Il y a tous les ans quelques galères, forcément. Mais après la tempête en plein concert de Patti Smith en 2007 pendant laquelle il pleuvait des trombes d’eau sur les festivaliers ébahis par sa si belle voix, des dizaines d’annulations de spectacles, et cette année la fermeture de la gare de Rennes couplée à la grève de la SNCF pendant le week-end d’Art Rock … je crois que nous sommes dorénavant parés à toutes éventualités.
Quel live avez-vous préféré au cours des différentes éditions du festival ?
C’est super dur de faire un choix !
J’ai un très bon souvenir du concert de Sonic Youth, venus dans le cadre de la carte blanche au réalisateur Olivier Assayas en 2005. C’était rock, c’était beau, c’était fort. J’ai adoré l’exposition d’arts numériques et de robots tirés de films cultes lors de l’édition United Robots en 2014. Qui peut se targuer d’avoir vu les vrais R2D2 et C3PO, à part le public d’Art Rock ? Finalement, le spectacle pyrotechnique que nous ont offert le Groupe F en 2001 dans la vallée de Gouëdic était époustouflant. C’est un des plus beaux souvenirs du festival : il fallait oser inviter une compagnie travaillant avec des effets pyrotechniques dans une vallée boisée noire de monde ! Et tout cela gratuitement et ouvert à tous.
D’où vous est venue l’idée d’ajouter un festival dans le festival (Rock’n’Toques) ?
Rock’n Toques, c’est la gastronomie qui débarque au festival Art Rock ! L’idée est simple : pourquoi toujours manger de la mal-bouffe dans un festival ? Ne pourrait-on pas proposer des plats gastronomiques à partir de produits locaux et à petits prix ? Ce postulat a germé dans les esprits des chefs étoilés Nicolas Adam, Mathieu Aumont et Jean-Marie Baudic, de l’ancien directeur de l’Office du Tourisme Didier Simon et de Jean-Michel Boinet, créateur du festival. Ils y ont cru et, au bout de onze ans, on peut dire qu’ils ont eu raison. Aujourd’hui, c’est une brigade de 140 personnes menées par 20 chefs qui préparent 16 000 assiettes pour les festivaliers. Chaque année, ils arrivent à ravir nos papilles !
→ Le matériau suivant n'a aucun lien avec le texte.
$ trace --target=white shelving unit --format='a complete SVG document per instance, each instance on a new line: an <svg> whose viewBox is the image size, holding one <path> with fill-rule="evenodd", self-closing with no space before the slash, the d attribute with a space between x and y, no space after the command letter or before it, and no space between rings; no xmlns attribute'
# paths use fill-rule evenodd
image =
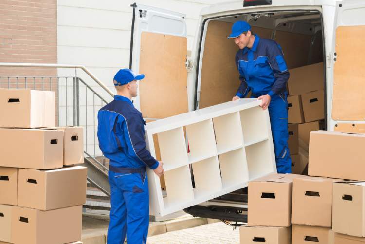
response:
<svg viewBox="0 0 365 244"><path fill-rule="evenodd" d="M239 99L147 124L153 156L158 136L167 193L163 196L159 178L147 170L151 214L179 211L276 172L269 113L260 102Z"/></svg>

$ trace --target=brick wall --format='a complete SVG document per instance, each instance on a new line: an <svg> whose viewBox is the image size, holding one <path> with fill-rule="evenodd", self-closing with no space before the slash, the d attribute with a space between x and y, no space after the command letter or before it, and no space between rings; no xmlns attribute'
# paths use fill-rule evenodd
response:
<svg viewBox="0 0 365 244"><path fill-rule="evenodd" d="M57 63L57 0L0 0L0 62ZM33 77L55 77L57 70L0 67L0 87L7 88L10 83L15 88L16 78L7 77L17 76L29 77L26 87L39 89L41 79ZM55 92L56 102L56 81L44 79L43 85ZM25 79L18 79L18 88L25 86Z"/></svg>

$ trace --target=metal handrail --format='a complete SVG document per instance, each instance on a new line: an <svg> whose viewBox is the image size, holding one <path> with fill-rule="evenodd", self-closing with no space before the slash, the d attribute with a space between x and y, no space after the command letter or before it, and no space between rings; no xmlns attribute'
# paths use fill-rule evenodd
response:
<svg viewBox="0 0 365 244"><path fill-rule="evenodd" d="M86 67L78 64L60 64L54 63L0 63L0 67L26 67L34 68L73 68L81 69L102 87L111 96L114 97L114 93L108 88L100 80L94 75Z"/></svg>

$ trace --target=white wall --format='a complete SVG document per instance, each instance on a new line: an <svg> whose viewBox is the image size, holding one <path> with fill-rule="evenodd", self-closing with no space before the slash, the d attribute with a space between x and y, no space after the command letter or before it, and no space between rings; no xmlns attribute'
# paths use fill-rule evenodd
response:
<svg viewBox="0 0 365 244"><path fill-rule="evenodd" d="M196 26L202 8L227 0L141 0L137 4L152 6L186 14L188 50L192 48ZM58 0L57 56L58 63L81 64L86 66L113 92L114 75L119 69L128 68L133 9L133 1L125 0ZM95 91L108 101L111 97L81 71L77 72ZM60 69L58 76L73 76L75 71ZM66 87L60 84L61 125L66 125ZM68 124L72 124L72 82L68 89ZM84 91L84 89L82 89ZM82 126L85 126L85 92L80 95ZM91 106L93 97L88 97L88 151L93 154L94 110L97 113L99 106ZM96 101L99 99L96 98ZM96 154L99 154L95 147Z"/></svg>

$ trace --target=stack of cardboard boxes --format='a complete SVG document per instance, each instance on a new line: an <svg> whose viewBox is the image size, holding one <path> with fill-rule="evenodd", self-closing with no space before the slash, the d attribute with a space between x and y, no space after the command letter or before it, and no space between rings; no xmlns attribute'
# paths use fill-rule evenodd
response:
<svg viewBox="0 0 365 244"><path fill-rule="evenodd" d="M365 134L310 133L309 173L346 179L333 184L333 244L365 243Z"/></svg>
<svg viewBox="0 0 365 244"><path fill-rule="evenodd" d="M365 244L365 134L318 131L310 140L310 176L249 183L241 244L291 243L291 234L293 244Z"/></svg>
<svg viewBox="0 0 365 244"><path fill-rule="evenodd" d="M54 127L54 96L0 89L0 241L81 243L83 129Z"/></svg>
<svg viewBox="0 0 365 244"><path fill-rule="evenodd" d="M310 132L323 129L323 63L296 68L289 71L288 144L292 172L301 174L308 163Z"/></svg>

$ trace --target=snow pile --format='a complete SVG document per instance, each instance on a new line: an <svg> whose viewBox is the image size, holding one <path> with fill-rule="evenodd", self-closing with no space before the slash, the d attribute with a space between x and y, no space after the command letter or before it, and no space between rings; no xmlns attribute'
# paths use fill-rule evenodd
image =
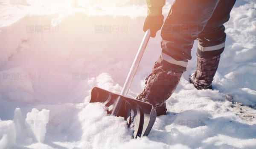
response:
<svg viewBox="0 0 256 149"><path fill-rule="evenodd" d="M215 90L198 91L188 80L196 42L168 114L148 137L134 140L122 118L88 103L94 86L121 92L144 34L145 2L27 1L31 6L0 9L0 147L255 148L254 2L239 1L225 24ZM129 97L143 89L160 40L159 32L151 38Z"/></svg>
<svg viewBox="0 0 256 149"><path fill-rule="evenodd" d="M215 80L234 100L256 105L256 7L254 2L235 8L226 24L227 41ZM230 37L229 38L229 37Z"/></svg>
<svg viewBox="0 0 256 149"><path fill-rule="evenodd" d="M12 120L0 119L0 149L12 147L16 143L15 124Z"/></svg>
<svg viewBox="0 0 256 149"><path fill-rule="evenodd" d="M27 114L25 126L28 135L34 141L43 142L46 133L46 125L49 119L49 110L43 109L39 112L33 109L31 112Z"/></svg>

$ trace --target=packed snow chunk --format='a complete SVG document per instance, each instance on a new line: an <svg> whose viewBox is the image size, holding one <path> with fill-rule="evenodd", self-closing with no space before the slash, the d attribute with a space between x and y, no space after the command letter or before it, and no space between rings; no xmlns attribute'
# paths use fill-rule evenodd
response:
<svg viewBox="0 0 256 149"><path fill-rule="evenodd" d="M107 73L99 74L96 77L96 81L97 86L110 92L121 91L122 89L122 87L113 81L110 74Z"/></svg>
<svg viewBox="0 0 256 149"><path fill-rule="evenodd" d="M13 121L0 119L0 149L6 149L15 145L16 136Z"/></svg>
<svg viewBox="0 0 256 149"><path fill-rule="evenodd" d="M79 112L79 121L70 130L70 137L81 136L77 147L111 149L131 138L132 132L123 117L108 115L106 110L102 103L90 103Z"/></svg>
<svg viewBox="0 0 256 149"><path fill-rule="evenodd" d="M133 139L124 144L120 145L116 149L188 149L190 148L181 144L169 145L161 142L150 140L147 137L140 139Z"/></svg>
<svg viewBox="0 0 256 149"><path fill-rule="evenodd" d="M49 120L49 110L43 109L39 112L33 109L27 114L25 125L28 136L35 141L43 142L46 133L46 126Z"/></svg>
<svg viewBox="0 0 256 149"><path fill-rule="evenodd" d="M9 4L11 5L30 5L26 0L9 0Z"/></svg>
<svg viewBox="0 0 256 149"><path fill-rule="evenodd" d="M26 137L27 132L25 126L25 117L21 113L20 109L17 108L15 109L13 120L15 123L17 140L22 142Z"/></svg>

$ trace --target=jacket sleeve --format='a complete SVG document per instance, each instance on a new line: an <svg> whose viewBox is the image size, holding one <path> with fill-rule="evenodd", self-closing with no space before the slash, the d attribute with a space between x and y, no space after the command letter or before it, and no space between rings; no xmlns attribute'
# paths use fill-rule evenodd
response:
<svg viewBox="0 0 256 149"><path fill-rule="evenodd" d="M147 0L148 15L155 16L162 14L163 7L166 0Z"/></svg>

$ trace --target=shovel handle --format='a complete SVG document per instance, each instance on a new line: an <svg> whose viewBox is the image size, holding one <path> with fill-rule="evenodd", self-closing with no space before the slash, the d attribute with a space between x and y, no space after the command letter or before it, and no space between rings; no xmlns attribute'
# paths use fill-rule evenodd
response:
<svg viewBox="0 0 256 149"><path fill-rule="evenodd" d="M148 44L148 40L150 38L150 30L149 29L148 29L145 32L145 34L143 37L143 39L142 40L142 41L141 42L141 43L140 44L140 46L139 48L139 50L137 52L137 54L136 54L135 58L134 59L132 65L130 69L130 72L129 72L129 74L127 76L126 80L125 80L125 84L124 85L124 86L121 92L121 95L122 96L126 96L127 93L128 93L128 92L130 89L130 87L131 86L132 80L134 77L134 76L135 75L136 72L138 69L138 67L139 67L139 64L140 64L140 60L142 58L142 56L143 56L144 52L145 51L146 47L147 46L147 45ZM119 106L119 105L120 104L120 103L121 99L119 98L116 101L116 104L113 109L113 111L112 111L112 115L117 116L116 115L117 115L117 113L119 111L119 109L120 106Z"/></svg>

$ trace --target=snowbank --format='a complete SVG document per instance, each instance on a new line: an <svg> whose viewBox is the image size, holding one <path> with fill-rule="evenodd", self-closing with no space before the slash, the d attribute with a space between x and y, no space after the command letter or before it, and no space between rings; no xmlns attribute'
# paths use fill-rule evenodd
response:
<svg viewBox="0 0 256 149"><path fill-rule="evenodd" d="M94 86L120 92L144 34L145 2L27 1L31 6L3 3L0 10L2 148L256 146L255 2L239 1L225 24L215 90L198 91L188 81L195 42L188 71L167 101L168 114L157 118L148 137L133 140L122 117L88 102ZM129 97L143 89L160 40L159 32L150 39Z"/></svg>

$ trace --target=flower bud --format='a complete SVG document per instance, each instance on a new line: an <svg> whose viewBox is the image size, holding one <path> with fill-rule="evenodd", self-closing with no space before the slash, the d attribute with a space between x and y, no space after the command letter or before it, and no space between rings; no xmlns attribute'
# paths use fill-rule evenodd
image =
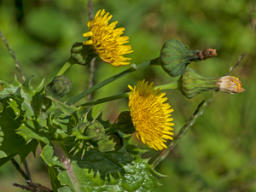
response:
<svg viewBox="0 0 256 192"><path fill-rule="evenodd" d="M101 139L97 144L100 152L116 151L123 147L123 139L118 133L111 133Z"/></svg>
<svg viewBox="0 0 256 192"><path fill-rule="evenodd" d="M172 77L183 73L187 65L191 61L199 61L216 56L215 49L189 50L178 40L165 43L160 55L163 69Z"/></svg>
<svg viewBox="0 0 256 192"><path fill-rule="evenodd" d="M124 111L118 117L117 122L118 130L125 134L132 134L135 132L135 128L131 120L131 112Z"/></svg>
<svg viewBox="0 0 256 192"><path fill-rule="evenodd" d="M97 56L91 44L74 43L71 49L71 56L77 64L87 65L91 60Z"/></svg>
<svg viewBox="0 0 256 192"><path fill-rule="evenodd" d="M91 141L96 142L101 140L105 135L104 126L97 120L91 123L84 131L85 136L95 137Z"/></svg>
<svg viewBox="0 0 256 192"><path fill-rule="evenodd" d="M46 96L61 99L67 94L72 89L73 83L71 79L65 75L55 77L55 79L46 86Z"/></svg>
<svg viewBox="0 0 256 192"><path fill-rule="evenodd" d="M86 128L89 126L90 123L89 121L86 122L79 122L78 125L78 130L82 134L84 135Z"/></svg>
<svg viewBox="0 0 256 192"><path fill-rule="evenodd" d="M189 99L206 90L220 90L228 93L244 91L237 78L224 76L222 78L206 77L196 73L192 68L186 68L179 79L182 94Z"/></svg>
<svg viewBox="0 0 256 192"><path fill-rule="evenodd" d="M245 90L239 79L233 76L224 76L218 79L218 84L220 91L230 94L241 93Z"/></svg>

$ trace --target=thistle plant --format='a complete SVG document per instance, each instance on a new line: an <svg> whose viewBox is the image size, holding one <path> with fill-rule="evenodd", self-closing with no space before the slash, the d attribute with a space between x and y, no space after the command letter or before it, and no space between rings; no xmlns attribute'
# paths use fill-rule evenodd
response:
<svg viewBox="0 0 256 192"><path fill-rule="evenodd" d="M206 77L187 67L191 61L216 56L215 49L190 50L180 41L169 40L158 58L131 64L131 68L63 101L61 98L69 91L75 91L72 90L72 79L64 75L75 64L88 65L95 57L113 67L130 64L130 58L125 55L132 52L131 46L124 45L129 43L129 38L121 36L125 28L115 28L117 21L108 24L111 18L103 9L87 22L89 32L83 36L88 39L73 44L69 60L50 83L46 84L43 79L33 88L33 76L25 79L24 83L16 77L12 83L0 80L0 166L16 155L25 162L28 154L35 154L40 145L40 157L48 166L53 191L153 191L160 185L159 178L165 177L154 167L164 160L199 117L199 112L201 114L212 99L201 102L174 135L173 129L178 130L172 118L175 108L169 104L172 98L167 102L162 90L177 90L189 99L207 90L214 91L212 96L216 91L244 91L236 77ZM127 84L130 92L76 105L101 87L150 66L162 67L162 73L167 73L170 79L180 78L157 86L141 79L137 85ZM122 98L129 98L128 102L124 102L130 111L120 112L114 122L103 120L102 112L93 117L95 105ZM163 150L151 165L141 157L146 151L129 143L133 133L152 150ZM28 186L15 186L51 190L26 182Z"/></svg>

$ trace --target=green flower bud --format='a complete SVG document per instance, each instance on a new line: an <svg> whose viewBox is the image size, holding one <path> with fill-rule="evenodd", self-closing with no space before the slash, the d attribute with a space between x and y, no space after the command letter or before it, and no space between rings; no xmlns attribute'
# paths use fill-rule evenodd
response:
<svg viewBox="0 0 256 192"><path fill-rule="evenodd" d="M71 49L71 56L77 64L87 65L97 55L91 44L84 45L83 43L75 43Z"/></svg>
<svg viewBox="0 0 256 192"><path fill-rule="evenodd" d="M124 111L119 114L117 127L119 131L125 134L132 134L135 132L136 130L131 120L130 111Z"/></svg>
<svg viewBox="0 0 256 192"><path fill-rule="evenodd" d="M169 40L165 43L160 55L163 69L172 77L183 73L187 65L191 61L199 61L216 56L216 49L204 50L188 49L178 40Z"/></svg>
<svg viewBox="0 0 256 192"><path fill-rule="evenodd" d="M189 99L206 90L220 90L228 93L244 91L242 84L237 78L232 76L206 77L196 73L192 68L185 69L179 79L179 84L181 92Z"/></svg>
<svg viewBox="0 0 256 192"><path fill-rule="evenodd" d="M97 120L91 123L84 131L85 136L95 137L91 141L96 142L101 140L105 135L104 126Z"/></svg>
<svg viewBox="0 0 256 192"><path fill-rule="evenodd" d="M55 79L46 86L46 96L55 99L62 98L72 89L73 83L69 78L65 75L55 77Z"/></svg>
<svg viewBox="0 0 256 192"><path fill-rule="evenodd" d="M86 128L89 126L90 123L89 121L86 122L79 122L78 125L78 130L82 135L84 135Z"/></svg>
<svg viewBox="0 0 256 192"><path fill-rule="evenodd" d="M105 136L98 142L100 152L111 152L120 149L123 147L123 139L118 133L111 133Z"/></svg>

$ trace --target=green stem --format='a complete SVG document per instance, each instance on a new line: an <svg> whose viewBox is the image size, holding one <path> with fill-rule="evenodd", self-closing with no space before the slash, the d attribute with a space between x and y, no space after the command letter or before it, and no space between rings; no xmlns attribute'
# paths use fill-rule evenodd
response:
<svg viewBox="0 0 256 192"><path fill-rule="evenodd" d="M117 100L117 99L126 98L129 96L129 94L130 94L130 92L126 92L126 93L123 93L123 94L119 94L119 95L116 95L116 96L113 96L105 97L102 99L97 99L97 100L82 104L80 106L84 107L84 106L89 106L89 105L97 105L100 103L108 102L111 102L111 101Z"/></svg>
<svg viewBox="0 0 256 192"><path fill-rule="evenodd" d="M71 160L68 156L68 154L66 150L66 148L63 146L63 144L61 142L54 142L51 141L51 143L54 146L54 151L57 154L57 156L60 159L60 161L62 163L62 165L65 166L66 171L68 174L69 179L73 184L73 186L70 186L71 188L73 188L75 191L81 191L80 188L79 186L79 181L76 177L75 171L72 166Z"/></svg>
<svg viewBox="0 0 256 192"><path fill-rule="evenodd" d="M170 83L170 84L163 84L163 85L159 85L156 86L154 88L154 90L157 90L158 88L161 87L162 90L177 90L177 81ZM80 106L90 106L90 105L97 105L97 104L101 104L103 102L111 102L113 100L118 100L118 99L122 99L122 98L126 98L129 97L130 92L126 92L126 93L123 93L123 94L119 94L119 95L116 95L116 96L108 96L105 98L102 98L102 99L97 99L90 102L86 102L84 104L82 104Z"/></svg>
<svg viewBox="0 0 256 192"><path fill-rule="evenodd" d="M209 96L207 102L202 101L194 112L193 115L189 118L188 122L179 130L178 133L174 137L173 140L168 144L167 148L166 148L151 164L153 168L155 168L159 165L160 161L165 160L169 153L174 148L177 143L179 142L181 138L183 138L189 128L194 125L194 123L197 120L197 119L203 114L205 108L213 99L217 92L212 92L212 94Z"/></svg>
<svg viewBox="0 0 256 192"><path fill-rule="evenodd" d="M122 78L127 74L130 74L132 72L135 72L135 71L137 71L137 70L140 70L142 68L144 68L148 66L153 66L153 65L159 65L159 57L158 58L155 58L154 60L151 60L151 61L148 61L146 62L143 62L143 63L141 63L139 65L135 65L135 64L131 64L131 67L124 71L124 72L121 72L116 75L113 75L107 79L105 79L104 81L102 81L101 83L99 84L95 84L94 86L89 88L88 90L84 90L84 92L80 93L79 95L76 96L75 97L72 98L71 100L69 100L67 104L67 105L71 105L71 104L73 104L77 102L79 102L79 100L83 99L84 96L88 96L90 93L92 93L93 91L100 89L101 87L114 81L114 80L117 80L119 79L119 78Z"/></svg>
<svg viewBox="0 0 256 192"><path fill-rule="evenodd" d="M56 76L62 75L73 64L75 63L76 63L75 61L72 57L70 57L68 61L62 66L62 67L58 72Z"/></svg>
<svg viewBox="0 0 256 192"><path fill-rule="evenodd" d="M117 126L116 126L116 124L113 124L112 126L105 129L105 134L108 134L109 132L111 132L112 131L115 131L117 130Z"/></svg>
<svg viewBox="0 0 256 192"><path fill-rule="evenodd" d="M169 84L158 85L154 89L157 90L158 88L161 88L161 90L177 90L178 89L178 82L174 81Z"/></svg>

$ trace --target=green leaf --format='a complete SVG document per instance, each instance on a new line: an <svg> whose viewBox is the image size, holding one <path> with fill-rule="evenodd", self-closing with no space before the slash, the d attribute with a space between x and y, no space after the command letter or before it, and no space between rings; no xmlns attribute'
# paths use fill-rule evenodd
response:
<svg viewBox="0 0 256 192"><path fill-rule="evenodd" d="M92 118L92 109L89 111L87 114L87 119L88 121L92 121L94 119ZM110 127L112 125L110 123L110 120L103 120L102 119L102 112L97 116L97 118L95 119L99 121L105 128Z"/></svg>
<svg viewBox="0 0 256 192"><path fill-rule="evenodd" d="M16 76L15 76L14 82L12 84L8 84L5 81L0 80L3 90L0 91L0 100L15 95L15 93L19 95L19 90L21 87L21 84L17 80Z"/></svg>
<svg viewBox="0 0 256 192"><path fill-rule="evenodd" d="M21 124L22 118L17 118L12 108L8 108L9 105L6 99L1 100L1 102L3 108L0 113L0 159L9 160L15 154L20 154L23 162L30 152L35 152L38 143L36 140L26 143L23 137L17 134L16 129ZM0 166L5 162L7 160L0 160Z"/></svg>
<svg viewBox="0 0 256 192"><path fill-rule="evenodd" d="M44 133L43 129L40 130L38 123L35 120L22 121L19 129L17 129L17 134L22 136L22 137L27 143L32 139L36 139L38 142L44 142L44 143L49 143L48 134Z"/></svg>
<svg viewBox="0 0 256 192"><path fill-rule="evenodd" d="M57 168L53 168L52 166L49 166L48 172L49 179L51 182L51 187L53 191L58 191L58 192L72 192L70 188L68 186L62 186L61 184L61 182L58 179L58 174L60 171L57 171Z"/></svg>
<svg viewBox="0 0 256 192"><path fill-rule="evenodd" d="M46 97L50 99L53 102L53 103L55 104L56 108L60 109L65 114L71 115L72 113L76 112L78 109L77 108L75 108L73 106L66 105L65 103L63 103L63 102L60 102L59 100L56 100L51 96L46 96Z"/></svg>
<svg viewBox="0 0 256 192"><path fill-rule="evenodd" d="M55 159L46 161L51 166L51 176L57 176L61 186L68 186L72 191L152 191L163 176L141 159L142 150L125 140L125 146L119 151L100 153L90 149L82 160L80 152L73 157L67 153L72 146L55 142L54 148L44 148L42 157L47 152L49 159Z"/></svg>

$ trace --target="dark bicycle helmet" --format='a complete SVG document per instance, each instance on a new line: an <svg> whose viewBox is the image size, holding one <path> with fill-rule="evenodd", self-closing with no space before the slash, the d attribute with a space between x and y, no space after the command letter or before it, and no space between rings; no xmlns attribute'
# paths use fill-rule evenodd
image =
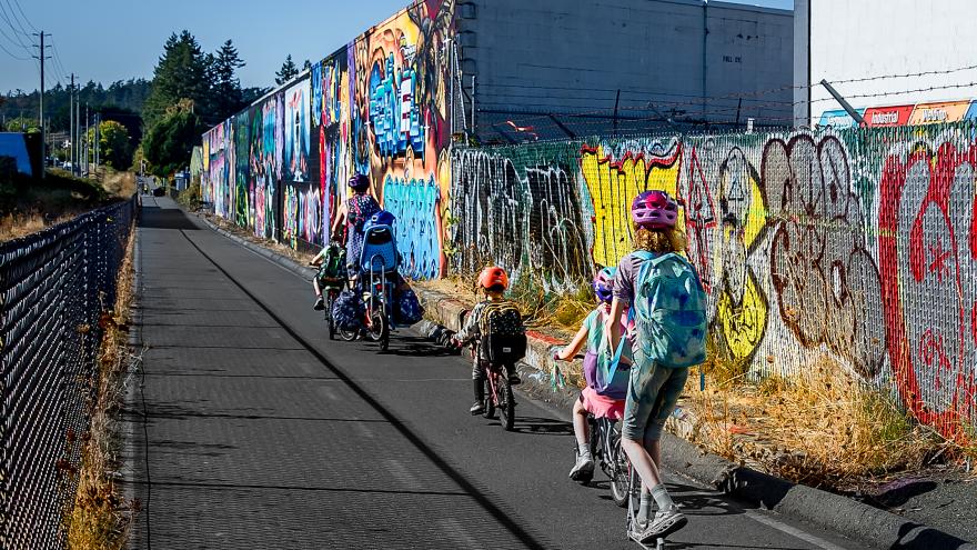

Comme chaque année, le Festival Art Rock de Saint-Brieuc a réussi son pari d’allier cultures, rencontres et musiques. Le tout dans l’une de nos charmantes villes bretonnes qui s’est vue métamorphosée par la vie (courte) d’un festival. Une réussite en tous points, sur le plan technique comme humain. Alors, on se dit à l’année prochaine ?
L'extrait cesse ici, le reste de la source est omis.